A mente humana pode contar com diversas questões complexas, que direcionam o olhar para certas situações, apaga ou modifica momentos etc. Um das tentativas de A Suspeita é trazer um drama policial que trata sobre os enganos e confusões mentais, a partir de uma doença que ainda assusta profundamente o mundo: Alzheimer. No entanto, ainda que seja verbalizado que a protagonista, Lúcia (Glória Pires), sofre desta condição, o filme parece se perder em sua proposta e apresentar isto – e algumas outras coisas mais – de maneira frouxa e confusa.
A começar pelo fato de que Lúcia demonstra, inicialmente, sintomas de transtorno de ansiedade, como tremedeiras e falta de ar. O desenho de som e a decupagem levam o espectador a compreender a situação da personagem desta forma até dado momento da trama. Após Lúcia ir ao médico e escutar seu diagnóstico é que descobrimos qual é o seu quadro de fato. Estes encaminhamentos são pistas para a visão de que aqui há um enredo mal trabalhado. Talvez, durante a escrita os autores, Newton Cannito (Reza a Lenda), Thiago Dottori (VIPs) e Luiz Eduardo Soares (Tropa de Elite), tenham esquecido de revisar estes detalhes ou investigar com mais propriedade as reações causadas por Alzheimer.

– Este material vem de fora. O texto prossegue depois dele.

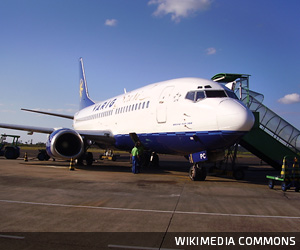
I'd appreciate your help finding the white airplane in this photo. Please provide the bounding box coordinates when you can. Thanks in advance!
[0,58,254,180]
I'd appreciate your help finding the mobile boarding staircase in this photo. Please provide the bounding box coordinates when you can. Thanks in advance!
[212,73,300,170]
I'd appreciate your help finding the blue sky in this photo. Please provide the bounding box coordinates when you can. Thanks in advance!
[0,0,300,141]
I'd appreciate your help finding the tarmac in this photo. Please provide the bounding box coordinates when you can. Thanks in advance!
[0,151,300,250]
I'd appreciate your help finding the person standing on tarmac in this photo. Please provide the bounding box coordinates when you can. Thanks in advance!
[131,142,140,174]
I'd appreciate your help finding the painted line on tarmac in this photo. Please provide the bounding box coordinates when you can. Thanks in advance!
[0,200,300,219]
[108,245,183,250]
[0,234,25,240]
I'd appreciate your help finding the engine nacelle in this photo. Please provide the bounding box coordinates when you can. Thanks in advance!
[46,128,84,160]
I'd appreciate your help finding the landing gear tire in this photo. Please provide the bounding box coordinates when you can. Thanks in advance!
[233,169,245,180]
[281,181,288,192]
[85,152,94,166]
[189,164,206,181]
[4,147,20,159]
[268,180,274,189]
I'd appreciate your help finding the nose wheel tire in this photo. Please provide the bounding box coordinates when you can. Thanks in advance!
[189,164,206,181]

O que importa aqui em A Suspeita é observar como os caminhos e elementos do enredo são desconexos. Há uma ambição de muito contar, deixando alguns pontos pouco explorados. A relação de Lúcia com seu chefe, Avelar (Charles Fricks), por exemplo, ganha algum espaço durante a projeção, mas não há uma construção firme que justifique a intensidade do diálogo da dupla no desfecho da obra. Durante a sessão, o tempo de tela e as situações vividas entre eles são bem semelhantes ao que acontece entre Lúcia e Gouveia (Gustavo Machado).

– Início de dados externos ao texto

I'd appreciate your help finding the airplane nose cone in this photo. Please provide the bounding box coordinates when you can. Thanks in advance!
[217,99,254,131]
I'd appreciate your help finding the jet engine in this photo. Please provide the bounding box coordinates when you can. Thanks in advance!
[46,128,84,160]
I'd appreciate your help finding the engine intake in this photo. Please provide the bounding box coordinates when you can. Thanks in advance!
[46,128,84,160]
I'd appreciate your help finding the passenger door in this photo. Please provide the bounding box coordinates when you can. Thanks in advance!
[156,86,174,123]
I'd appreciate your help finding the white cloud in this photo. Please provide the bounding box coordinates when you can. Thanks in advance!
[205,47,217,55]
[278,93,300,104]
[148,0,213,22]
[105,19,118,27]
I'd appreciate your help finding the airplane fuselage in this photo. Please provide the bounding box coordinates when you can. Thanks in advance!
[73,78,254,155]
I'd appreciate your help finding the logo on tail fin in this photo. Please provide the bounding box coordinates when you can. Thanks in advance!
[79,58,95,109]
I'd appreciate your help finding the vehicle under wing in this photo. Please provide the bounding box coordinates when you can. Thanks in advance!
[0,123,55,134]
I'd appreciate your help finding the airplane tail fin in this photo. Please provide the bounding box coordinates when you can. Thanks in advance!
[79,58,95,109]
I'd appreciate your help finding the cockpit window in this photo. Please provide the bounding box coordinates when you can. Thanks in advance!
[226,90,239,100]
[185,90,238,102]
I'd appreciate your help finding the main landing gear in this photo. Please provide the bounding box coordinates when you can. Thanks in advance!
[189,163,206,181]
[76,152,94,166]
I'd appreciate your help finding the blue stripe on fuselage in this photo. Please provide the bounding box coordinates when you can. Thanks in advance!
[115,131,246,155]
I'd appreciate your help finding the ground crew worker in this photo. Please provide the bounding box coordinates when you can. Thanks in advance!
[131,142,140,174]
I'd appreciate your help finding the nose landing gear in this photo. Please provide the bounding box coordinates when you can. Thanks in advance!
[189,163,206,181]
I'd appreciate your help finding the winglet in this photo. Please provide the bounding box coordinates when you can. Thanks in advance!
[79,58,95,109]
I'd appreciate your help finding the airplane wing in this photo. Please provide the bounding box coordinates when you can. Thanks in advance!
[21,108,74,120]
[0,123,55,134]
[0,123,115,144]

Não é o antigo romance de Lúcia e Avelar que parece ser o foco e sim opressão masculina branca bem como o costumeiro gaslight que estes homens operam para conseguir alcançar o que desejam. Neste aspecto, o longa consegue ser mais feliz, ao imprimir nitidamente como as tensões e privilégios desta parte da sociedade faz com que estes sujeitos saiam, na maioria das vezes, impunes de suas ações inescrupulosas. A atuação de Glória Pires vem como um fomento para este discurso. Ainda que o roteiro de A Suspeita peque em decidir exatamente o que quer falar, no geral, e como irá fazê-lo, Pires conduz sua Lúcia com consciência e tecnicidade apuradas.
Através do controle do tônus corporal, a intérprete transmite as emoções de sua personagem com gestos calculados, deixando orgânicas as tremedeiras, os olhares nervosos e a perda do fluxo de consciência, quando Lúcia sofre as suas perdas de memória. Muitas vezes, o público pode até ligar este papel com o de outra policial ficcional recente. A Lúcia de Glória Pires é quase uma Mare, de Mare of Easttown (HBO, 2021), feita por Kate Wisnlet. A mescla das fragilidades com a dureza provocada pela profissão e a intuição potente são marcas de Lúcia e toda esta complexidade é fruto da interpretação cuidadosa de Pires.
Juntamente com sua atuação, a montagem de Joana Collier (Pacarette) é precisa e chega para aliviar alguns tropeços da direção. O cineasta Pedro Peregrino (Segredos de Justiça) se perde na própria premissa da produção. Com intuito de evocar esta ausência de Lúcia em recordar os fatos, Peregrino utiliza muita imagem desfocada e deixa de fora do ecrã momentos cruciais da narrativa. Esta estratégia poderia ter funcionado, porém o que acaba acontecendo é uma falta de conexão de quem assiste com a história e as lacunas entregam uma sensação de falta de respostas sobre o que ocorre ali dentro, como a razão da doença precoce de Lúcia ou se no confronto dela e Avelar ela estava performando ausência de lucidez ou não ou, até mesmo, na morte de Beto (Daniel Bouzas), quando é quase impossível enxergar as ações que levaram a este fato.
Neste sentido, é que a edição vem para sanar alguns destes incômodos, aumentando a dinâmica das cenas e trazendo um pouco mais de sentido para as ações. Desta maneira, pode-se dizer que A Suspeita apresenta toda uma intencionalidade positiva e até possui algumas partes técnicas bem realizadas. Contudo, o seu resultado, como um todo, é solto e perdido.